The Government’s loss of 25 million people’s bank and employment details in the post has led to calls for the Information Commission to receive stronger powers.
HM Revenue and Customs (HMRC) could fall foul of the Data Protection Act because it did not take the precaution of encrypting the data before sending it.
Simon Morrissey, technology head at Lewis Silkin, said: “The act requires persons using data to use appropriate technical measures to safeguard the security of personal data.

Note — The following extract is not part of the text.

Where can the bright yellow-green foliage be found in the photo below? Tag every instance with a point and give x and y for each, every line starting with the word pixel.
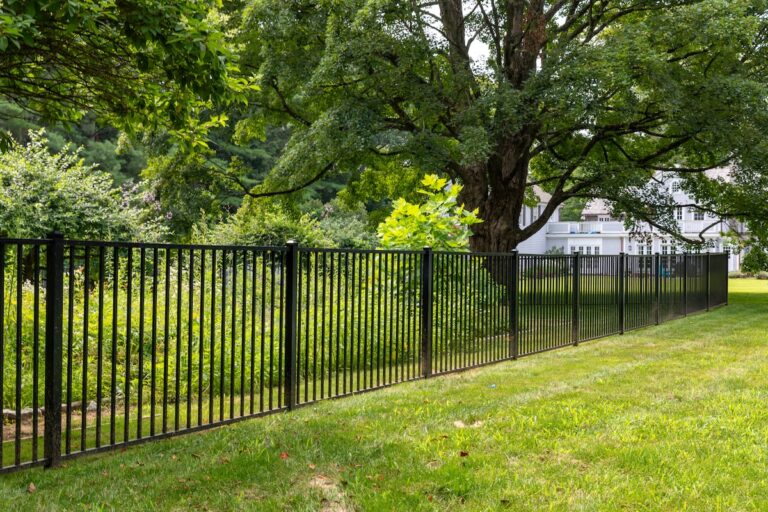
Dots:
pixel 665 418
pixel 439 222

In this case, the data included details of people’s bank accounts and it would be very difficult to argue that an appropriate level of protection did not include encryption.”
Richard Thomas, the information commissioner, does not have the power to punish the breach itself, but he has already called on government to allow him to carry out spot checks on public and private organizations to prevent similar blunders in the future.
Information law barrister Tim Pitt-Payne of 11 King’s Bench Walk said the Data Protection Act was the only real instrument for redress.
“As it stands the Information Commission does not have the power to punish, so the Data Protection Act, if you can prove that you’ve suffered loss, can be brought against HMRC.”
He added: “The problem here though is that there's so much ID fraud that it could be difficult to prove it’s the result of this leak.”
The blunder has shaken the public's faith in the government's ability to handle sensitive information securely and will put pressure on the government to rethink its controversial ID cards project.
One lawyer commented: "The ID cards project can't really be stopped now, but it will give ammunition to the anti-ID cards campaign."
The government is in the process of selecting an outsourcing contractor to handle the project, instructing Field Fisher Waterhouse to advise on the negotiations.